Maybe I could also write about the struggles of a TSR yet at one point or another that line of writing will most probably end since my being a TSR isn’t really that interesting. I could cook up a lot of anecdotes from my calls but they won’t be enough to sustain a blog.

The most probable here is the one wherein I would simply remove all incriminating posts in my blog so it would reflect no personal detail about me but all details about my life. and the one about Bio concepts explained in layman’s terms. The others might be simply too much work.

And of course we cannot write about things we do not know right? So I cannot write about travels and food trips which are two subjects I would have loved to write about. I need to gain a certain degree of experience for those things to be the subject of my writings.

Maybe then time will come when I could write about this things and when that time comes I know I’m no longer as tied down to this binding kind of work that I have.
And when would that happen? In two or three years time maybe? Hopefully.

writer in me with nothing to write about

a while back i was itching to write about my topsy-turvy sentiments. now i can’t find the words to voice out my thoughts.

in less than 10 minutes i should be back at my station. i haven’t even eaten a morsel of my choco chip cookies. yet my mind wants to vent out whatever emotion it is keeping at bay. it seems i want to release something. yet i cannot. not at this instant.

it seems they’re all there — at bay. awaiting release.

why won’t release come? *sigh*

maybe hunger pangs is dulling my brain. silencing both the cerebrum and the hypothalamus.

the blogger in me

part of the reason why i haven’t been posting anything on this blog, apart from what the toll at work did to my body, is because i’ve discovered several blogs that i liked to read.

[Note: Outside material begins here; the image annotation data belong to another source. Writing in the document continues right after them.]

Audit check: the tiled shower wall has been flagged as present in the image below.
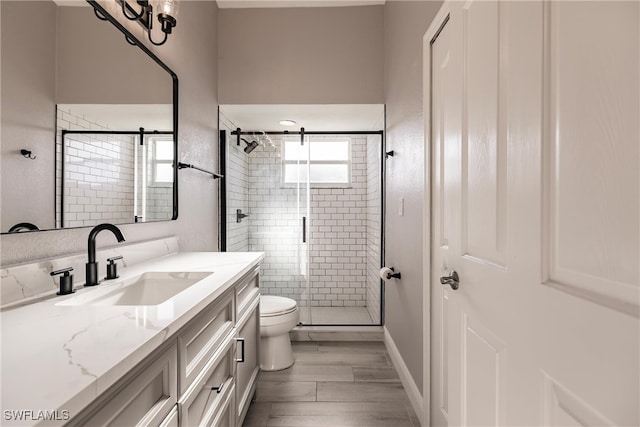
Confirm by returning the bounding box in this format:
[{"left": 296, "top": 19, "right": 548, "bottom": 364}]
[
  {"left": 220, "top": 122, "right": 251, "bottom": 252},
  {"left": 226, "top": 132, "right": 381, "bottom": 316},
  {"left": 56, "top": 108, "right": 135, "bottom": 227}
]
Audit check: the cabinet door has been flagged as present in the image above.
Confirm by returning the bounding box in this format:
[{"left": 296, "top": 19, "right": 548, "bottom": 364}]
[
  {"left": 69, "top": 344, "right": 178, "bottom": 427},
  {"left": 178, "top": 335, "right": 235, "bottom": 427},
  {"left": 235, "top": 268, "right": 260, "bottom": 323},
  {"left": 178, "top": 290, "right": 234, "bottom": 395},
  {"left": 236, "top": 296, "right": 260, "bottom": 426}
]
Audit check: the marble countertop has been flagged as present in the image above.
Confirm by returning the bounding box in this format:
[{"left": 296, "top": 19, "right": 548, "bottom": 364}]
[{"left": 0, "top": 252, "right": 264, "bottom": 426}]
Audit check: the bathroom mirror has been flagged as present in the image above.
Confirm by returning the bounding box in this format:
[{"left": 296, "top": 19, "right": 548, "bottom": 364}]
[{"left": 0, "top": 0, "right": 178, "bottom": 233}]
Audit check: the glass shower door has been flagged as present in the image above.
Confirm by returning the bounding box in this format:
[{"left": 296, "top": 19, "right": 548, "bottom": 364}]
[{"left": 282, "top": 135, "right": 312, "bottom": 324}]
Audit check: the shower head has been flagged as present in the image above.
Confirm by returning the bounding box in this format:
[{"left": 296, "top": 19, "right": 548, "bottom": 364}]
[{"left": 242, "top": 138, "right": 260, "bottom": 154}]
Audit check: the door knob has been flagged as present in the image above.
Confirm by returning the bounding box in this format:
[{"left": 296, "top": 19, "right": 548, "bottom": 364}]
[{"left": 440, "top": 271, "right": 460, "bottom": 291}]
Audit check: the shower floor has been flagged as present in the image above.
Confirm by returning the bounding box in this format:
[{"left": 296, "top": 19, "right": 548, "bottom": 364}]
[{"left": 300, "top": 307, "right": 373, "bottom": 325}]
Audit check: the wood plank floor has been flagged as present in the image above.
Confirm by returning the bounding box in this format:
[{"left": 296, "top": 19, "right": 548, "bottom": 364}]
[{"left": 243, "top": 341, "right": 420, "bottom": 427}]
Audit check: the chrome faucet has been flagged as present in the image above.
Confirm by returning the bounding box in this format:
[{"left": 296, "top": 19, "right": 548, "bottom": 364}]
[{"left": 84, "top": 224, "right": 124, "bottom": 286}]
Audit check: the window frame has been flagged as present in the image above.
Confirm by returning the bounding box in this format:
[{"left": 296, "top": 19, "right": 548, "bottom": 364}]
[
  {"left": 280, "top": 137, "right": 353, "bottom": 188},
  {"left": 147, "top": 135, "right": 174, "bottom": 187}
]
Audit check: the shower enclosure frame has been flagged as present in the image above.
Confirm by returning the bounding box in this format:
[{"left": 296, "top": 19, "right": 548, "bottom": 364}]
[{"left": 218, "top": 128, "right": 387, "bottom": 327}]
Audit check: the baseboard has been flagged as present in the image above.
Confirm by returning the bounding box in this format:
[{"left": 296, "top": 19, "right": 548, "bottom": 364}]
[
  {"left": 289, "top": 326, "right": 383, "bottom": 341},
  {"left": 384, "top": 326, "right": 425, "bottom": 425}
]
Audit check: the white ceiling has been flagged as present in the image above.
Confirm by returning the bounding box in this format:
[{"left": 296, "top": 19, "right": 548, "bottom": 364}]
[
  {"left": 220, "top": 104, "right": 384, "bottom": 131},
  {"left": 217, "top": 0, "right": 385, "bottom": 9}
]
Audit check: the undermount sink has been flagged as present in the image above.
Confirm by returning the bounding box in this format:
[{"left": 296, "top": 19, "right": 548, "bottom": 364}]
[{"left": 56, "top": 271, "right": 213, "bottom": 306}]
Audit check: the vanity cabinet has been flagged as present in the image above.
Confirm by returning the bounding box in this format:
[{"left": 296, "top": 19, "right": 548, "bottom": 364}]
[
  {"left": 68, "top": 267, "right": 260, "bottom": 427},
  {"left": 68, "top": 343, "right": 178, "bottom": 427},
  {"left": 236, "top": 294, "right": 260, "bottom": 426},
  {"left": 178, "top": 335, "right": 235, "bottom": 427}
]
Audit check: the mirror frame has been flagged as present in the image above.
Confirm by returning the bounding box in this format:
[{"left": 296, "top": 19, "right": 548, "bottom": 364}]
[
  {"left": 0, "top": 0, "right": 179, "bottom": 236},
  {"left": 86, "top": 0, "right": 178, "bottom": 224}
]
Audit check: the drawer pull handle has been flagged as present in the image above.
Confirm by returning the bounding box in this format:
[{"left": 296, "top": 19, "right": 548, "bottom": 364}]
[
  {"left": 204, "top": 382, "right": 224, "bottom": 394},
  {"left": 236, "top": 338, "right": 244, "bottom": 363}
]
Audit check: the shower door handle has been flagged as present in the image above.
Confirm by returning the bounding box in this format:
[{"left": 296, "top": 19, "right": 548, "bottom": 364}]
[{"left": 302, "top": 216, "right": 307, "bottom": 243}]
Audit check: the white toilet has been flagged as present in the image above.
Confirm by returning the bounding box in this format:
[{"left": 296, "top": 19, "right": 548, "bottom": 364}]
[{"left": 260, "top": 295, "right": 300, "bottom": 371}]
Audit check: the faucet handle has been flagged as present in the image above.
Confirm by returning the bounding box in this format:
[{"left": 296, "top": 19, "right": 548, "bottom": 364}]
[
  {"left": 49, "top": 267, "right": 75, "bottom": 295},
  {"left": 104, "top": 255, "right": 122, "bottom": 280}
]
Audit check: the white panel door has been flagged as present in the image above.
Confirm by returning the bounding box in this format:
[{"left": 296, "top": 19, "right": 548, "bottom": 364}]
[{"left": 425, "top": 1, "right": 640, "bottom": 426}]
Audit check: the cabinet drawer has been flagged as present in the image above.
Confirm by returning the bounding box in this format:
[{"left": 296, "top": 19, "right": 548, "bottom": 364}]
[
  {"left": 69, "top": 344, "right": 178, "bottom": 427},
  {"left": 178, "top": 336, "right": 235, "bottom": 427},
  {"left": 236, "top": 269, "right": 260, "bottom": 319},
  {"left": 210, "top": 387, "right": 236, "bottom": 427},
  {"left": 178, "top": 290, "right": 234, "bottom": 395}
]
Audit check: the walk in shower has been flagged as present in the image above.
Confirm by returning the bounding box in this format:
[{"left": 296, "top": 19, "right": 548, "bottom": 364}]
[{"left": 219, "top": 106, "right": 384, "bottom": 325}]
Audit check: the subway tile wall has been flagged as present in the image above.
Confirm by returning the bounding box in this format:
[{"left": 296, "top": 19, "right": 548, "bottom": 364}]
[
  {"left": 221, "top": 132, "right": 381, "bottom": 316},
  {"left": 56, "top": 107, "right": 135, "bottom": 227}
]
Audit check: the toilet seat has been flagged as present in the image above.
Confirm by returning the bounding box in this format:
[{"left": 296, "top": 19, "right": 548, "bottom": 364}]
[{"left": 260, "top": 295, "right": 298, "bottom": 317}]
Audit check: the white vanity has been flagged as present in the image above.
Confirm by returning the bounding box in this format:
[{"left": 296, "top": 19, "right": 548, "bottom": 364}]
[{"left": 1, "top": 252, "right": 263, "bottom": 427}]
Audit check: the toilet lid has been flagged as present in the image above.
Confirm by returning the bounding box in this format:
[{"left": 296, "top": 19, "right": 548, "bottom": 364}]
[{"left": 260, "top": 295, "right": 298, "bottom": 317}]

most of them were of course what blogs should be – a shot at making serious national issues a comical or satirical relief. being a current affairs junkie (as of last year), and having gone without any update on current affairs for 5 months now, i’ve turned to this blog for my source of what is happening on the local scene now.

of course they do not provide a complete picture of events but they are as close and as relaxing as i could get. reading online newspapers, are for me, albeit ecologically friendly, tiresome and eye-stressing. it seems news are better watched on tv or more preferably, read on newspapers.

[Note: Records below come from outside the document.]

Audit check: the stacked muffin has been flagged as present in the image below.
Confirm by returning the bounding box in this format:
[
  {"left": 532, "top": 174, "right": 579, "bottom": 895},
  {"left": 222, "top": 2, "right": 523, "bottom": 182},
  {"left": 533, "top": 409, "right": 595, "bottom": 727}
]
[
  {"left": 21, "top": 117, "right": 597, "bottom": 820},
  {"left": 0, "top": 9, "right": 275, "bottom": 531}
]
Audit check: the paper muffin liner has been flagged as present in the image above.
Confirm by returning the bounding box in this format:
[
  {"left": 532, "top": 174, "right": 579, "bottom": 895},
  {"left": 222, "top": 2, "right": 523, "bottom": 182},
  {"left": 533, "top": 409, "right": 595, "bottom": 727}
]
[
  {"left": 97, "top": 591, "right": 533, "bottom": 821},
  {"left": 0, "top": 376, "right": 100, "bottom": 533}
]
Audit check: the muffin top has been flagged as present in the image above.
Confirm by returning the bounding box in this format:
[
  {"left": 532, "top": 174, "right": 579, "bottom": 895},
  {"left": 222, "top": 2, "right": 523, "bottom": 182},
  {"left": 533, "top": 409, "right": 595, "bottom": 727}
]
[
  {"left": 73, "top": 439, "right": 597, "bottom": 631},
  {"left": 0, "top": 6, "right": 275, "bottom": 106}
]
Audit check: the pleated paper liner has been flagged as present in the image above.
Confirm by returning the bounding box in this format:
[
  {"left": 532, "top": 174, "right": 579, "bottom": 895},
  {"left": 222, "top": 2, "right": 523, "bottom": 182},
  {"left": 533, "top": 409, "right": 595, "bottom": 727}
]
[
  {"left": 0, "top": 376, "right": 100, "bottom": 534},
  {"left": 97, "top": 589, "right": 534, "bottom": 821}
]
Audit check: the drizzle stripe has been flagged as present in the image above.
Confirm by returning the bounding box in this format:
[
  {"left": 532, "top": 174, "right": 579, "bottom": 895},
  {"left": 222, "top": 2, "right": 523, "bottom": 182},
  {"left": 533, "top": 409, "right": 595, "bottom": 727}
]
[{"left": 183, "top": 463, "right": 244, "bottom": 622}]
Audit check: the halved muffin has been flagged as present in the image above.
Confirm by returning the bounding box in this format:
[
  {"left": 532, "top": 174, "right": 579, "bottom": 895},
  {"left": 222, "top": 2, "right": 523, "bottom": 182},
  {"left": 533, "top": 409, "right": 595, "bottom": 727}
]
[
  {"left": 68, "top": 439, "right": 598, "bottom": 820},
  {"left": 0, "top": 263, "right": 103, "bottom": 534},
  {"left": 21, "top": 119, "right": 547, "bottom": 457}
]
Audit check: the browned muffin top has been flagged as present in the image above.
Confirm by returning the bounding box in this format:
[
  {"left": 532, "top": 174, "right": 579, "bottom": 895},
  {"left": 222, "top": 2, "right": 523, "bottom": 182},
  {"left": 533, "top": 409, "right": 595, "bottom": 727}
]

and so discovering these blogs were for me like discovering gold mines. not only did i find comic relief and diversion from my mundane existence, i’ve also found inspiration on what blogs should look like. on what blogs that other people read, should be like.

and so, here i am. tired and beaten from a night’s work, yet still conceptualizing in the recesses of my brain, a unique topic to blog about. a unique name to create. and a unique thing to talk about. quite a feat in this world of carbon copies i must say. yet i do know i need another outlet of myself. i cannot confine myself to the four corners of my work and my sleep – which is what had pretty much defined my lifestyle.

i thought working would be my liberation, it turned out being a yuppie was my prison.

i hope to break free of the prison i inadvertently gotten myself into.

and blogging – in the way that the blogs i am reading – might just be the cure for that.